1. Make the files on only one location and let the sync software copy them to the other location. Changing files should be tracked correctly then.

2. Using your original method make it so the timestamp difference be more than 1-2 hours (probably even 1-2 days) to make it clearer which is the more recent copy regardless of timezones and FAT/NTFS timestamp format.

Anonymous said...

By the way, I assume you talk about last change timestamp and not last access.
By default, Truecrypt does not modify the last change timestamp due to security concerns but this setting can be changed in the software's options. Actually, this setting must be changed to make sync softwares to work.

Anonymous said...

Hello , while you may need to pay a fee once,I would recommend the use of Boxcryptor (classic) which is wonderfully work on all cloud drive and truecrypt.

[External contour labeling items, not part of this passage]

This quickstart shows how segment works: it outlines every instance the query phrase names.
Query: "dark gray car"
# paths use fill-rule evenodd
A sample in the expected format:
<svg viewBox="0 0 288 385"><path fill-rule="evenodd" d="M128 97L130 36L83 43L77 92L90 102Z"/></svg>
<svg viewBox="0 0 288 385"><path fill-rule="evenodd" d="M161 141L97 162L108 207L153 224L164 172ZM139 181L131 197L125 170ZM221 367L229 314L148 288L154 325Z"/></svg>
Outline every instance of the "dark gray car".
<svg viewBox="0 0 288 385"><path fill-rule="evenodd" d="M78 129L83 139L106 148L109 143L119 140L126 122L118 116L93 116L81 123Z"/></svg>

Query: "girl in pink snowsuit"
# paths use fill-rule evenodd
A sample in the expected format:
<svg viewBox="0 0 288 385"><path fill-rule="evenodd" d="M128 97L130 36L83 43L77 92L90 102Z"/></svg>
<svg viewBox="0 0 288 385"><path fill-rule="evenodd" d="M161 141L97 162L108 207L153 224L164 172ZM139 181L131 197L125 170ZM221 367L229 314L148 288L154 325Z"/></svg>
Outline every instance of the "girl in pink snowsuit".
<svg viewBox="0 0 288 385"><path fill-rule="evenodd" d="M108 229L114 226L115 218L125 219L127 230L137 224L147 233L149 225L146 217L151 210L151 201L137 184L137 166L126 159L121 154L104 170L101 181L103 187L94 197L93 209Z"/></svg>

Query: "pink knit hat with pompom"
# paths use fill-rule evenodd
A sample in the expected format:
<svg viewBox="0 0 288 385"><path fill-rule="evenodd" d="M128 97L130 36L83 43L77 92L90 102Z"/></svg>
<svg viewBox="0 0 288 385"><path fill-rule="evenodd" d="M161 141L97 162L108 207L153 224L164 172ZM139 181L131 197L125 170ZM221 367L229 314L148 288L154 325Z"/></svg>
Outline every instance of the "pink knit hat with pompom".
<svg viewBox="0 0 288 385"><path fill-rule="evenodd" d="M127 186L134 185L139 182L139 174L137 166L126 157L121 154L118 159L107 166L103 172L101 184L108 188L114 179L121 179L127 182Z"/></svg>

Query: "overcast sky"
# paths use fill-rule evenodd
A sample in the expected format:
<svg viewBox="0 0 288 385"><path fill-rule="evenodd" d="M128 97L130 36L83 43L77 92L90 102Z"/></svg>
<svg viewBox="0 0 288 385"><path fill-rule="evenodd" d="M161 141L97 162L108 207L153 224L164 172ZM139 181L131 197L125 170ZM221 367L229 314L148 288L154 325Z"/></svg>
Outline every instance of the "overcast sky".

I've got a mapped drive for my sensible file available on every of my computer and all is working great sinces months without any issues.

I got a dynamic truecrypt mounted via Boxcryptor that map a driver letter, it's just work... :-).

I don't regret the 30 $ I paid the license.
I'm not affiliated only conclusive testing.

Rgds and thanks for your articles.

Olivier

Frugal Ben said...

@anonymous (all of you)

Regarding the timestamp some of you have mentioned:

Yes, the time stamp option was changed so that any changes in the TC file would show up as soon as the file was closed. I learned about the importance of this many years ago when I first started using FreeFileSync to keep my TC vaults synced across my LAN.

@ Olivier

I am curious about Boxcryptor What's the largest TC file you have been able to keep successfully synced after a significant number of changes to the file? The other cloud services I did test seemed to be working well for the first half dozen syncs or so, and then the corruptions and unpredictable weirdness started.

Anonymous said...

Why sync the whole TC container? Seems to me like a huge bandwidth usage each time and that it leaves a lot of room for data corruption. A better protocol would be the native rsync with delta updates but I still would not recommend it.

Mount the TC container and sync the files inside the mounted "drive".

For added security or to satisfy your OCD you could install TC on a separate container or use the portable version to ensure that even the logfiles, settings and history are protected if your data is truly sensitive. In any event, BTS sync cache and archives are in a .sync subfolder inside each mapped BTS directory so you may not even need that much security. Depends on your expected adversary.

I have been using this technique for a few years now and never ran into any corruption issues. VeraCrypt is what I would recommend nowadays though. Their implementation of hidden volumes provides better plausible deniability.

John said...

The author is correct, you must sync the encrypted Truecrypt file, otherwise you are transferring plain text through untrusted channels!

Since BT sync is not open source, no one knows whether a copy of what's being transferred is being also sent to BitTorrent, to the NSA, etc. Your ISP could be reading your data as well.

Therefore, absolutely sync the encrypted container, not the mounted files!